Umstrittenes St. Galler Verbot von extremistischen Veranstaltungen

In dieser Tennishalle in Unterwasser SG fand im Oktober 2016 ein Konzert mit 5000 rechtsextremen Besuchern statt. Solche Anlässe will die St. Galler Regierung in Zukunft verbieten (Archivbild).

In dieser Tennishalle in Unterwasser SG fand im Oktober 2016 ein Konzert mit 5000 rechtsextremen Besuchern statt. Solche Anlässe will die St. Galler Regierung in Zukunft verbieten (Archivbild).

Ein geplantes Verbot von extremistischen Veranstaltungen - wie dem Rechtsrock-Konzert mit 5000 Neonazis in Unterwasser im Oktober 2016 - stösst im St. Galler Kantonsrat auf Widerstand. Die vorberatende Kommission will den Passus streichen.

Das von der Regierung beantragte Verbot soll für Veranstaltungen gelten, "die nicht mit der demokratischen und rechtsstaatlichen Grundordnung vereinbar" sind und "das Sicherheitsempfinden der Bevölkerung massgeblich beeinträchtigen". Das kantonale Polizeigesetz soll entsprechend ergänzt werden.

Anlass gab das Rechtsrock-Konzert in Unterwasser im Toggenburg am 16. Oktober 2016 mit rund 5000 Neonazis aus dem In- und Ausland. Die Polizei war vom Grossanlass in einer Tennishalle überrumpelt und griff nicht ein. Nur eine Woche später versammelte sich die Partei national orientierter Schweizer (PNOS) in Kaltbrunn SG.

Dort trat ein rechtsradikaler Balladensänger auf, der mit einer Einreisesperre belegt war. Die Kantonspolizei sah sich mit massiver öffentlicher Kritik konfrontiert, und die Vorfälle beschäftigten auch den Kantonsrat: Dieser überwies im April 2017 mit grosser Mehrheit eine Motion, die ein Verbot forderte.

Polizei soll präventiv eingreifen

Grossveranstaltungen mit extremistischem Hintergrund seien grundsätzlich ein Risiko, schreibt die Regierung in ihrer Botschaft zur Änderung des Polizeigesetzes. Die Bevölkerung könne sich durch derartige Veranstaltungen bedroht fühlen. Die Polizei brauche die Möglichkeit, präventiv einzugreifen.

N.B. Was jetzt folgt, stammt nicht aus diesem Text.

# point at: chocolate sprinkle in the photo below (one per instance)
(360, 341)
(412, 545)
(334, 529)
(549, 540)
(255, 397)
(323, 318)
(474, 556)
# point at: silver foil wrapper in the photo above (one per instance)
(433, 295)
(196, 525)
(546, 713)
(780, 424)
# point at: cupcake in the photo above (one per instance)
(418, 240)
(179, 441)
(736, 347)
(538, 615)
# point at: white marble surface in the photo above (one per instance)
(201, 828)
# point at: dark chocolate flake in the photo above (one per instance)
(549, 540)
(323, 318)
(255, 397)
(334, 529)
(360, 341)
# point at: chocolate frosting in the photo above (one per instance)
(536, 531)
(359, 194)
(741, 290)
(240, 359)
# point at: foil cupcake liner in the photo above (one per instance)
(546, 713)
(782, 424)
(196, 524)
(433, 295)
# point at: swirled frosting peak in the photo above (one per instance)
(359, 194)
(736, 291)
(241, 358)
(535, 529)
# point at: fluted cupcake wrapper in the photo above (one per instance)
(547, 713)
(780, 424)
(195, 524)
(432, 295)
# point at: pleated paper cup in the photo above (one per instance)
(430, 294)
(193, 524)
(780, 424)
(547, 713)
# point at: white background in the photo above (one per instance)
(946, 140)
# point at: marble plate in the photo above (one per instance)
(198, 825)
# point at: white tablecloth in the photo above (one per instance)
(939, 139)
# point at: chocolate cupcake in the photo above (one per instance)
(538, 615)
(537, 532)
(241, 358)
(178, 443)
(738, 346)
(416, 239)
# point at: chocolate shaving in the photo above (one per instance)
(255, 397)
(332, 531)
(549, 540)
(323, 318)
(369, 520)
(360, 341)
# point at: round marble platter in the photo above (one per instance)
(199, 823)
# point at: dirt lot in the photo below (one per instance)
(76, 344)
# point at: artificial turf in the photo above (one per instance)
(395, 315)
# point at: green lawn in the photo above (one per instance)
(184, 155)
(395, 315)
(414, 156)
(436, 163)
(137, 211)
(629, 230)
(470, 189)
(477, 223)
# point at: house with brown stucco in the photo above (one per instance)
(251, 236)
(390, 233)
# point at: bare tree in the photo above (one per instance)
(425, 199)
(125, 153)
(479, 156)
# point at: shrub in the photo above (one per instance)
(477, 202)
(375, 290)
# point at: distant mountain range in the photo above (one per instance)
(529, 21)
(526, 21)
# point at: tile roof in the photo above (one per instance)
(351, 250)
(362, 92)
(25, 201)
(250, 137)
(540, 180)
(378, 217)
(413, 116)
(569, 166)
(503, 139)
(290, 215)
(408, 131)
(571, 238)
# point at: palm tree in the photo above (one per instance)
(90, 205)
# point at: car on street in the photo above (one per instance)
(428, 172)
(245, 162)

Gleichzeitig dürften aber verfassungsmässige Rechte wie die Meinungsäusserungs-, die Versammlungs- und die Kunstfreiheit nicht übermässig eingeschränkt werden, heisst es. Sonst drohe "eine unerwünschte staatliche Zensur". Auf die Einführung einer eigentlichen Strafnorm verzichtete die Regierung.

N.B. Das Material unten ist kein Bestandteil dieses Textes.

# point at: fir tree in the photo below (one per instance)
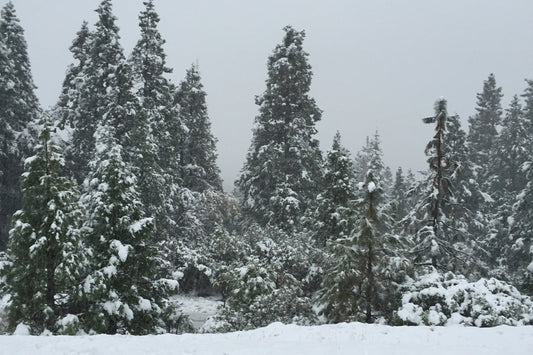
(520, 255)
(19, 109)
(68, 104)
(371, 153)
(466, 224)
(282, 169)
(431, 244)
(399, 195)
(45, 244)
(362, 282)
(338, 192)
(121, 293)
(514, 149)
(161, 172)
(198, 155)
(483, 128)
(104, 57)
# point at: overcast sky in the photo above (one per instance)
(378, 65)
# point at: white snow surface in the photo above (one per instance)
(199, 309)
(352, 338)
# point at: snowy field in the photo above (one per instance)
(354, 338)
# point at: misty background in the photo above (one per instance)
(378, 65)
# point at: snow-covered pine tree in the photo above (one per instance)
(483, 130)
(399, 195)
(362, 281)
(283, 166)
(333, 206)
(67, 107)
(19, 110)
(48, 258)
(105, 54)
(467, 226)
(431, 244)
(121, 292)
(198, 154)
(520, 255)
(514, 149)
(369, 154)
(156, 94)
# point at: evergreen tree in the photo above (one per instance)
(161, 173)
(361, 284)
(371, 153)
(432, 246)
(48, 259)
(105, 55)
(121, 293)
(520, 255)
(514, 149)
(68, 104)
(483, 129)
(282, 169)
(467, 226)
(399, 195)
(338, 192)
(19, 109)
(198, 154)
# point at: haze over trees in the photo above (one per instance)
(111, 202)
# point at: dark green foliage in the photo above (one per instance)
(121, 292)
(432, 245)
(483, 129)
(361, 283)
(19, 109)
(101, 55)
(332, 214)
(48, 258)
(283, 166)
(198, 150)
(447, 299)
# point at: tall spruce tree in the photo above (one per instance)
(399, 195)
(198, 154)
(333, 209)
(161, 172)
(19, 110)
(520, 255)
(361, 284)
(48, 258)
(283, 166)
(483, 129)
(431, 244)
(121, 292)
(67, 107)
(467, 226)
(519, 252)
(104, 56)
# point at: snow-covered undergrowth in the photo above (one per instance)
(352, 338)
(444, 299)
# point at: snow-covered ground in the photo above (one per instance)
(353, 338)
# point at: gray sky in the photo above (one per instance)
(378, 65)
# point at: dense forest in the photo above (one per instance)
(111, 202)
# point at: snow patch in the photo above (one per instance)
(22, 329)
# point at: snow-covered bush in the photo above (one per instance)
(445, 299)
(174, 320)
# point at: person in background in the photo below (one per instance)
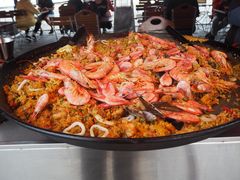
(220, 18)
(171, 4)
(46, 7)
(233, 36)
(102, 8)
(26, 21)
(78, 4)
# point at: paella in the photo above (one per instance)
(131, 87)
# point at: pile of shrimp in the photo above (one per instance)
(85, 90)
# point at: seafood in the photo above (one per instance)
(221, 59)
(74, 93)
(73, 125)
(101, 71)
(41, 104)
(166, 79)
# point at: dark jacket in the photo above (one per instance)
(78, 4)
(100, 9)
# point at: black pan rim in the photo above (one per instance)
(186, 137)
(126, 140)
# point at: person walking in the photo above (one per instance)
(24, 22)
(46, 7)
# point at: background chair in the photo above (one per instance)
(62, 22)
(184, 18)
(153, 9)
(89, 20)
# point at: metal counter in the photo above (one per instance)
(27, 155)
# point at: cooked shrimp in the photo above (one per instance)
(41, 104)
(166, 79)
(102, 70)
(74, 93)
(67, 68)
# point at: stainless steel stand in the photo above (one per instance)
(26, 155)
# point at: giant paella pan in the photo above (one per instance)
(137, 92)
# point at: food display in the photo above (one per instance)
(137, 86)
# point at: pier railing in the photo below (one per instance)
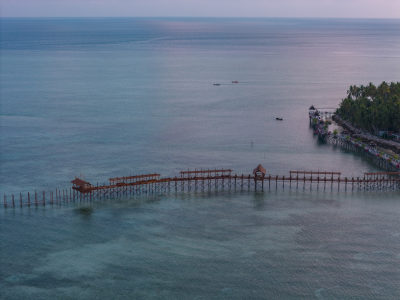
(202, 181)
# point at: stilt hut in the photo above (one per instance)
(259, 172)
(81, 185)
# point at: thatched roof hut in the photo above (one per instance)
(259, 171)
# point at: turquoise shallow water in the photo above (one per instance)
(111, 97)
(287, 245)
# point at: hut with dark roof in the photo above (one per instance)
(80, 185)
(259, 172)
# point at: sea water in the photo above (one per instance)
(98, 98)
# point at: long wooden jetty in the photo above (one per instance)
(204, 181)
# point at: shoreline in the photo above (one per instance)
(357, 133)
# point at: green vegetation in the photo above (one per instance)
(372, 108)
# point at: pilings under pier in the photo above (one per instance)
(204, 181)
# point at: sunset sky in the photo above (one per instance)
(202, 8)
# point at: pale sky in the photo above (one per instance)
(201, 8)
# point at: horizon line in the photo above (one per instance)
(192, 17)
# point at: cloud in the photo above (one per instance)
(197, 8)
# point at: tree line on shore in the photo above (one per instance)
(372, 108)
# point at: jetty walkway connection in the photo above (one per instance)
(203, 181)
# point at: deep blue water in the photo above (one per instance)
(112, 97)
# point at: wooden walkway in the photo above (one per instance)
(204, 181)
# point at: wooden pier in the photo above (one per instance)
(204, 181)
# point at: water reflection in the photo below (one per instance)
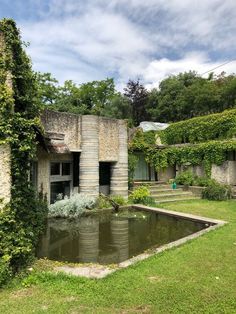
(107, 238)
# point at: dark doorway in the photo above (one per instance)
(76, 160)
(104, 177)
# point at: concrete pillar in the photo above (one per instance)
(119, 170)
(89, 160)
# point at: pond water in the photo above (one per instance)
(109, 238)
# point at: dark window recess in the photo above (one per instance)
(104, 173)
(66, 168)
(76, 159)
(55, 169)
(34, 173)
(61, 188)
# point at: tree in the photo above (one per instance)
(138, 97)
(118, 107)
(48, 88)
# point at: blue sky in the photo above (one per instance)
(147, 39)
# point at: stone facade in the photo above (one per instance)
(96, 140)
(5, 173)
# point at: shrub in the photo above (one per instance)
(203, 181)
(185, 178)
(141, 195)
(217, 192)
(71, 207)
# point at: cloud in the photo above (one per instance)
(95, 39)
(157, 70)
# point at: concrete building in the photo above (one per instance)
(81, 154)
(77, 154)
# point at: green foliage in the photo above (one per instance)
(141, 195)
(185, 178)
(217, 192)
(142, 140)
(88, 98)
(201, 129)
(188, 95)
(71, 207)
(138, 97)
(104, 203)
(203, 181)
(22, 220)
(132, 163)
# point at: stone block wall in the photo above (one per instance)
(119, 173)
(98, 139)
(89, 158)
(5, 173)
(43, 160)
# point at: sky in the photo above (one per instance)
(86, 40)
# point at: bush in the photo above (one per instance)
(203, 181)
(141, 195)
(185, 178)
(71, 207)
(217, 192)
(104, 203)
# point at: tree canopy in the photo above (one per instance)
(178, 97)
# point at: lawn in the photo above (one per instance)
(197, 277)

In der vorberatenden Kommission des Kantonsrats war der Wortlaut des Verbots umstritten. Weil sich die Kommissionsmitglieder nicht auf eine alternative Formulierung einigen konnten, strichen sie den Passus ganz aus der Vorlage, die auch noch neue Vorschriften gegen Stalking und häusliche Gewalt beinhaltet.